Vers la fin de 1982, le personnel du DAN constata deux choses: d'abord que la demande de la part des plongeurs pour l'information sur la médecine relative aux accidents de plongée allait croissant et deuxièmement, que les dons constituaient un mode de financement trop incertain. Puis en août 1983, le Diving Accident Network devint un regroupement de membres qui prit le nom de Divers Alert Network. Les services d'urgence du DAN restèrent toutefois les mêmes. Quant à la diffusion de l'information sur la médecine relative aux accidents de plongée, elle est assurée par le bulletin du DAN, Alert Diver, par les articles publiés dans des périodiques traitant de plongée, par l'Underwater Diving Accident Manual et grâce aux cours de médecine spécialisée dans le domaine de la plongée, lesquels sont parrainés par le DAN.

Par ailleurs, la cotisation des membres du DAN permet à un plus grand nombre de plongeurs de tirer profit de l'information fournie tout en assurant le support vital indispensable à la survie du réseau.

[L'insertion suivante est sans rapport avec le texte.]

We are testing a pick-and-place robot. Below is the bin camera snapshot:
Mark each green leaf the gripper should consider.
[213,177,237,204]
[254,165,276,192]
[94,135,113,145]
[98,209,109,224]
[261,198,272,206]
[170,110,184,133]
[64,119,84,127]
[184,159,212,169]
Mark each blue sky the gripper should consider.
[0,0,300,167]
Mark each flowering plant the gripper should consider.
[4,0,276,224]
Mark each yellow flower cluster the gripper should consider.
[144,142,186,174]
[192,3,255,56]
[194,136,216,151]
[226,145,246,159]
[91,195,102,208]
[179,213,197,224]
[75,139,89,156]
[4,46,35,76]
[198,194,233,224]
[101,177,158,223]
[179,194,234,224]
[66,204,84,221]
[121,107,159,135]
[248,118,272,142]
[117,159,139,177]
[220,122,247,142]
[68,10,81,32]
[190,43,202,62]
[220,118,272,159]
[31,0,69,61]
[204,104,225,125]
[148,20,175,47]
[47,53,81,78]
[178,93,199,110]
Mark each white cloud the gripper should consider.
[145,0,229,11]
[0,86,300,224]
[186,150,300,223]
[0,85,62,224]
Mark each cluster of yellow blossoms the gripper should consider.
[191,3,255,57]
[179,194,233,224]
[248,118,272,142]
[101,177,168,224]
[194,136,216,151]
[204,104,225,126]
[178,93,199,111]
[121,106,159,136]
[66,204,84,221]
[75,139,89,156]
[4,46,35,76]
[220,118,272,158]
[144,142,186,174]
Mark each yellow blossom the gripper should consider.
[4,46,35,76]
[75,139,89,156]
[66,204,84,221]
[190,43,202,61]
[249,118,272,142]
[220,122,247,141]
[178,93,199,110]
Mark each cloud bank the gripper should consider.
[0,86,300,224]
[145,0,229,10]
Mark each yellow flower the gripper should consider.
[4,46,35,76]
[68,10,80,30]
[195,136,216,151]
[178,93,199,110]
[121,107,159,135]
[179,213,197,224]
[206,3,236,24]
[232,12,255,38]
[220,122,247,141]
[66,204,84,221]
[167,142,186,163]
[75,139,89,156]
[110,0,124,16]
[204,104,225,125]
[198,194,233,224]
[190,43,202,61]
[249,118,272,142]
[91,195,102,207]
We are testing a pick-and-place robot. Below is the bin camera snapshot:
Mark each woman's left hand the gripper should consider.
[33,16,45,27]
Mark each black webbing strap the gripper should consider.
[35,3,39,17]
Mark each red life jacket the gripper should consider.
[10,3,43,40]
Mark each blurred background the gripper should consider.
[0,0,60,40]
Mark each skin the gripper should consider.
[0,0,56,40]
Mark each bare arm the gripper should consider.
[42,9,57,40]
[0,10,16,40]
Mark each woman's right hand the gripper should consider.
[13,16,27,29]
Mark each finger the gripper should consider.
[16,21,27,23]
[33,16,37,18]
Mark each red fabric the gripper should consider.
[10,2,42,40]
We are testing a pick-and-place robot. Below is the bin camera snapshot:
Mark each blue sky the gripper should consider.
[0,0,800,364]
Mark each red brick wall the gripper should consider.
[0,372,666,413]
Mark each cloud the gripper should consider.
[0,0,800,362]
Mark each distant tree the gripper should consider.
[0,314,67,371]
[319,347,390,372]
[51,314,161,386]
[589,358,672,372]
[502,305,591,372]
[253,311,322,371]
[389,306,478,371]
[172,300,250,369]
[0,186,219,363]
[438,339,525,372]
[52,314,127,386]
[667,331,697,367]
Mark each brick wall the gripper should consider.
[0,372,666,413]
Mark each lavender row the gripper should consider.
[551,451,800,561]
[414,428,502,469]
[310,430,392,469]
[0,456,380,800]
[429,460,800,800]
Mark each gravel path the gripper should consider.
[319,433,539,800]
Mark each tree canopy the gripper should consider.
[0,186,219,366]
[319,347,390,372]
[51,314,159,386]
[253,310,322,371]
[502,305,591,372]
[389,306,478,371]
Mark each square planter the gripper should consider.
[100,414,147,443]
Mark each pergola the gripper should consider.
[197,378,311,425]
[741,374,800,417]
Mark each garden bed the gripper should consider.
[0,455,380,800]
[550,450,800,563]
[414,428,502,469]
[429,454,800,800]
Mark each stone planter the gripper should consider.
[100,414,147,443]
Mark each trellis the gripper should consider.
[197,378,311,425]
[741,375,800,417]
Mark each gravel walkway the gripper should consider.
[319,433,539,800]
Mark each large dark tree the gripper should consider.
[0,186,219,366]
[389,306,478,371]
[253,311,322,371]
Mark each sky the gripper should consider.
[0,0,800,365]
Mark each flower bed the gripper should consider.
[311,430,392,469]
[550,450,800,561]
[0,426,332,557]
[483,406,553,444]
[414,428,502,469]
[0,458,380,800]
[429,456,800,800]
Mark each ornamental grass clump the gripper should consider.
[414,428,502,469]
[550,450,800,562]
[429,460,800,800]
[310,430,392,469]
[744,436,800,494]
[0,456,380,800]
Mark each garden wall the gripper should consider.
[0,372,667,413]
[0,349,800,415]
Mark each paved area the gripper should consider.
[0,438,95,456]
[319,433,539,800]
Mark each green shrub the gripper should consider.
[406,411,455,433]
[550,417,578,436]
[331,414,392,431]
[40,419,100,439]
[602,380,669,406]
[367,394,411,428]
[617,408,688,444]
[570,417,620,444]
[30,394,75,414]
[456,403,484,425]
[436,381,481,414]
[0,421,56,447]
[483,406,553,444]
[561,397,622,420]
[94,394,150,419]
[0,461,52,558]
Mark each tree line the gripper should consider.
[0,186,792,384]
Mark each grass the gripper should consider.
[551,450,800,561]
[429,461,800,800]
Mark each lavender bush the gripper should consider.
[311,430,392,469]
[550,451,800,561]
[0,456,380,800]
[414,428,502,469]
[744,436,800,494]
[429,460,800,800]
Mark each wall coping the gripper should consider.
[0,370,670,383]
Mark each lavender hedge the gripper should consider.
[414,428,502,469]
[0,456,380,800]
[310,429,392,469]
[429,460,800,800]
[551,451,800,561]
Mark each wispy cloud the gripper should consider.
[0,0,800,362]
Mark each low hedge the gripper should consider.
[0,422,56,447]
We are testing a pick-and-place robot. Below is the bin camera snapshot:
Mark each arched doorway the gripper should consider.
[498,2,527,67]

En plus de la carte incluant le numéro du DAN et une liste des symptômes propres aux diverses blessures, les membres reçoivent un manuel de soins d'urgence, des décalques indiquant le numéro d'urgence du DAN, à coller sur la bouteille, ainsi qu'un abonnement à AIert Diver, le bulletin médical du DAN conçu aussi bien pour le profane que pour le professionnel.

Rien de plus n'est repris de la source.